3.Sleep and power-saving modes: ATMEGA8A-AU provides a variety of power-saving modes, including Idle, Power-down, Standby, etc. These modes can effectively reduce power consumption, especially in low-power applications that require periodic wake-ups. In these modes, major clocks and peripherals can be turned off to reduce power consumption.

•Idle mode: In this mode, most of the clocks and peripherals of ATMEGA8A-AU are turned off, but the core CPU is still running and can quickly respond to external interrupts or events. The power consumption in this mode is relatively low, but still higher than in Power-down mode.
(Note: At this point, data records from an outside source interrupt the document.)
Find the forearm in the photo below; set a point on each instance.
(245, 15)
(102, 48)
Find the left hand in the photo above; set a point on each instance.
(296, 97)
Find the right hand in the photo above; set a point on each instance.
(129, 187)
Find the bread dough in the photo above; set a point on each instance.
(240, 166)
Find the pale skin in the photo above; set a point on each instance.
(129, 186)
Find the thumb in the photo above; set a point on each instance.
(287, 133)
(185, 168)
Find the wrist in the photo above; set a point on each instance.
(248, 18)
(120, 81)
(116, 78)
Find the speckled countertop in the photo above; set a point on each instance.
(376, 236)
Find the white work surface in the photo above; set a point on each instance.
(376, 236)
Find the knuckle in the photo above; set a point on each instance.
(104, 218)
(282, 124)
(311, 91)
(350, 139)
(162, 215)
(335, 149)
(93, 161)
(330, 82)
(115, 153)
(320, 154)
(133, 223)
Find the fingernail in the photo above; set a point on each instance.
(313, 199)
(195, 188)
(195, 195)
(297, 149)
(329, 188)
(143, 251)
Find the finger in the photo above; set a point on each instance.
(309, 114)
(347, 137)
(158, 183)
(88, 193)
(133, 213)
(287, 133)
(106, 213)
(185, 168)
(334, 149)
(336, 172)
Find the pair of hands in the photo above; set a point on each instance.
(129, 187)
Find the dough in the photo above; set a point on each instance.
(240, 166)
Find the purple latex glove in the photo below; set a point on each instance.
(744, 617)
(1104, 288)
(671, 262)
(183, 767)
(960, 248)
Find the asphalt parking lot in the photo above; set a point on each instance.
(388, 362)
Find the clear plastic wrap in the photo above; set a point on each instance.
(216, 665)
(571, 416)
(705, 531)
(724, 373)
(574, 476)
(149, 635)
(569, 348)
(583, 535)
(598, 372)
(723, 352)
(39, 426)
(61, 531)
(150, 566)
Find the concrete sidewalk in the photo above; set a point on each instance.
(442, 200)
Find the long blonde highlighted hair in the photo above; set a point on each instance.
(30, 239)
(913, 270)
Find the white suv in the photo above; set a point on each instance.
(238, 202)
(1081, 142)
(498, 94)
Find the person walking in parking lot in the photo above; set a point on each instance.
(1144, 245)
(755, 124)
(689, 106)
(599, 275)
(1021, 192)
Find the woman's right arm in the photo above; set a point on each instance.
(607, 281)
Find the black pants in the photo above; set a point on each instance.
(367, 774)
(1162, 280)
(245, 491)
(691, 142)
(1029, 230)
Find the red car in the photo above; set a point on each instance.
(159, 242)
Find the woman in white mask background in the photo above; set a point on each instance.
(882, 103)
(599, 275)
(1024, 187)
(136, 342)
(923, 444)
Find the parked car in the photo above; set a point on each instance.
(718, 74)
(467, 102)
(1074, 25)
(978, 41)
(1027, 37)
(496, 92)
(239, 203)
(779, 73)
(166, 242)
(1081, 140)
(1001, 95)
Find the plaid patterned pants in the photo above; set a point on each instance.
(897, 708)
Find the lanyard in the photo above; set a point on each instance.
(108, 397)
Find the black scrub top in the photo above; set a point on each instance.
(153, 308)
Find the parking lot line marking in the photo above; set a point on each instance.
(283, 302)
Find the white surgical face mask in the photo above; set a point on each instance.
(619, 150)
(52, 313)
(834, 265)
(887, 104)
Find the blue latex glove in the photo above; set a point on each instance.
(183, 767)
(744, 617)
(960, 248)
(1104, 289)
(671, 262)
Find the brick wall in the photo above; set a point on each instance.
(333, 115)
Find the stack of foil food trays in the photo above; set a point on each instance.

•Power-down mode: In this mode, the core clock of ATMEGA8A-AU is turned off, and only the RTC (real-time clock) and Watchdog timer are still running. In addition, some specific registers are maintained so that work can be quickly resumed upon wake-up. The power consumption in this mode is very low and is suitable for applications that require long periods of sleep.

•Standby mode: In this mode, almost all clocks and peripherals are turned off except RTC and Watchdog timer. The microcontroller is in its deepest sleep state and consumes very little power. However, wake-up may take longer because most of the hardware modules need to be reinitialized.

Ⅵ.Alternate model of ATMEGA8A-AU

•ATMEGA16A-AU
•ATMEGA48A-AU
•ATMEGA88A-AU
•ATMEGA328P-AU

Frequently Asked Questions

1.How long is the data retention time of the on-chip SRAM of ATMEGA8A-AU?
Normally, SRAM is a volatile memory, and its data retention time is short-lived. In microcontrollers, the data stored in SRAM is usually lost when power is cut off or lost, so SRAM is not suitable for long-term data storage.

2.What are the peripheral features of ATMEGA8A-AU?
The main peripheral features of ATMEGA8A-AU: GPIO, SPI, USART, timer/counter, TWI, EEPROM, ADC, low power mode, etc.

3.How much Flash memory and SRAM does ATMEGA8A-AU have?
ATMEGA8A-AU integrates 8KB of Flash memory, which is a non-volatile memory used to store program code, and it retains data even when the power is turned off. ATMEGA8A-AU integrates 1KB of SRAM. SRAM is a volatile memory used for temporary data storage. It is used to store data such as variables and intermediate calculation results during program execution.